It is not a knot running up and down your spine, and for that I’m glad.
It is, instead, as though you are a rubber band circling the fingers of a giant’s right hand stretched just beyond a state of rest. The balance is so delicate you can’t tell whether, if the hand relaxed, you’d condense back into yourself or explode outward toward the far corners of the room. (You’d never reach them. It’s a giant’s room, after all.)
Erin attributes this exhaustion to the heat. She says, “It’s heat exhaustion,” then lays back on the bed, her arms outstretched, her tongue lolling like those of the dogs she loves.
But I know that the heat isn’t exhausted. It’s not tired. It’s barely begun its run through the months of this year, and though it’s pacing itself, it’s a strong heat. Don’t get too close to it. It doesn’t play nice with others and it’s hell in a relationship.
Despite what Erin says, the heat is not the culprit.
I thought instead it might be the poisoned girl, she who steals my nights away, who occupies my weekends with obsessive behaviors and who drives me to drink – and gives me a break on the rotgut I rot my guts with.
It is true I’ve seen her for a few years, and it’s true that she’s slowly worked her way into my life like a splinter of gold, something that’s hard to remove and, in a way, you’re glad, simply because it’s so valuable. And, like that splinter, she keeps you up at night, and not always unpleasantly (which is utterly unlike a splinter, unless you’re into that kind of thing, you sick, sick, wood-molesting bastard). (But I’m not judging.)

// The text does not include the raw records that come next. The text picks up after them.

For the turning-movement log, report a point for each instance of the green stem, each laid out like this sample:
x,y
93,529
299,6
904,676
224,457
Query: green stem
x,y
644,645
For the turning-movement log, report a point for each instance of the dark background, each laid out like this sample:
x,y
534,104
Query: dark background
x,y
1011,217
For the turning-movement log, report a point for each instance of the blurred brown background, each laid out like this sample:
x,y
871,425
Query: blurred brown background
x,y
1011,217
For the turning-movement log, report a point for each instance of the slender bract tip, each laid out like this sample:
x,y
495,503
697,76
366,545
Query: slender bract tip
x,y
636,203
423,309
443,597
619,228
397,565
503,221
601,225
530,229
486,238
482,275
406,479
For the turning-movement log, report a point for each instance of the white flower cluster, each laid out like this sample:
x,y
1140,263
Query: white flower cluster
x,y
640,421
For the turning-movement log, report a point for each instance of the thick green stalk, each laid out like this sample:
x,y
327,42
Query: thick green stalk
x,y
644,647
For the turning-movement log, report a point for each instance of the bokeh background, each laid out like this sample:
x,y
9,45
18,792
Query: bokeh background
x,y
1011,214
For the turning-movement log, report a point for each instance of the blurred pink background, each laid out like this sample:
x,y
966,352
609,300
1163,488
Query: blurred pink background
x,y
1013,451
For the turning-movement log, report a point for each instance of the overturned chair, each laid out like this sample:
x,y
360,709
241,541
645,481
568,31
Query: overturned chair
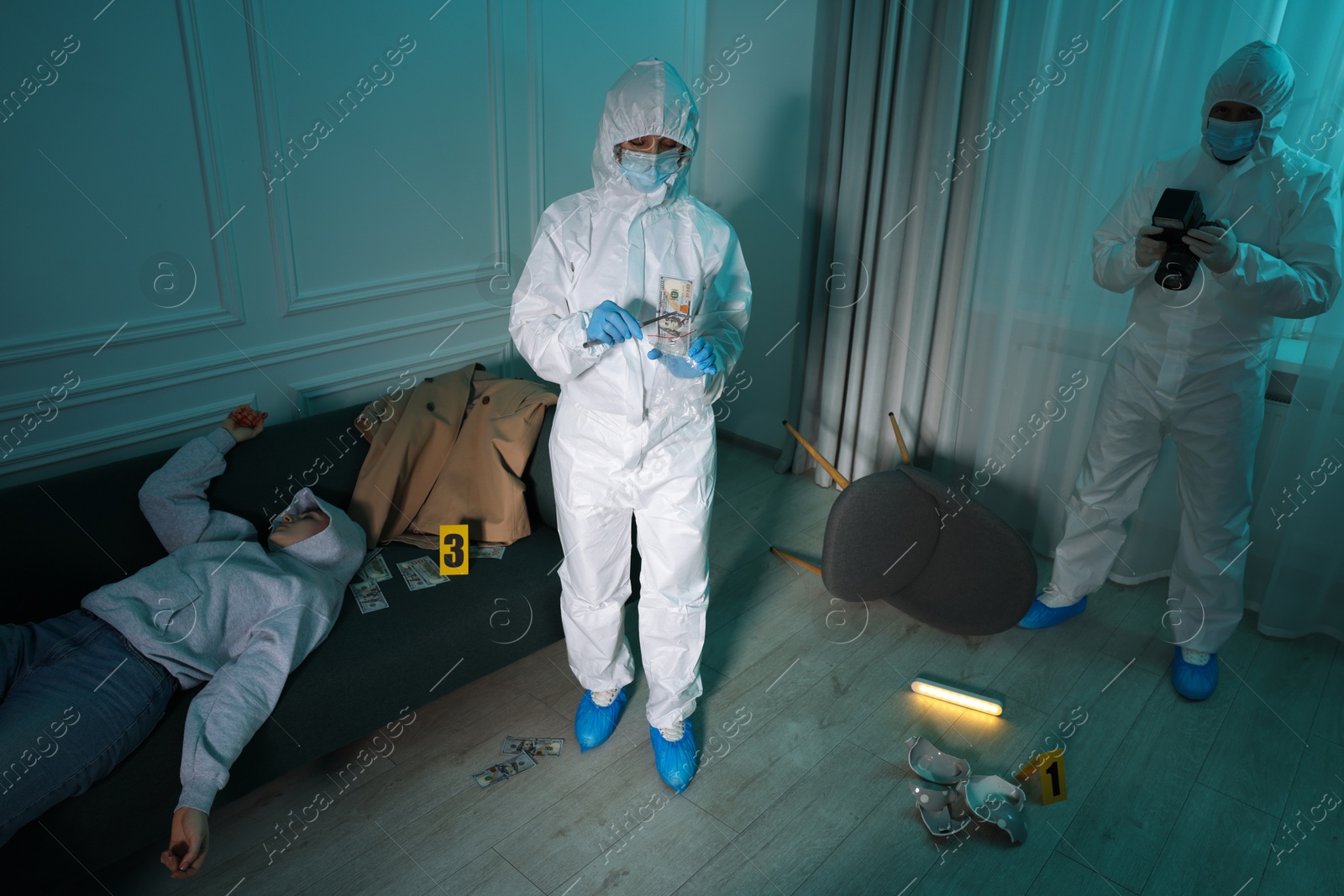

The poisoned girl proved a good excuse for a while. I would see her for a string of nights, three or four, and as the night progressed it grew so that I was falling asleep at the table, and I’d wake to find her eyes on me, not quite disapproving but, all the worse, certainly disappointed. The day after I’d sworn her off for good (knowing that I’d see her again at the end of the week; I couldn’t help myself) would be a waste, my body like a sack of meal stretched out on the bed, mealworms the only movement I could manage.
As the weeks passed, the months grew long in the tooth, I began to see her less, but my tiredness remained. It spread like a drop of ink in pure water. Megan contracted the sickness – because, now, I could not deny that’s what it was – and we would wake together and barely move from our bed.
It was her job, I decided, a wrack and ruin on her body, once hearty, now haggard from the strain. And it was her strain that was contagious. How could two bodies sharing the same space not bleed into each other like brightly-colored garments carelessly thrown into the wash?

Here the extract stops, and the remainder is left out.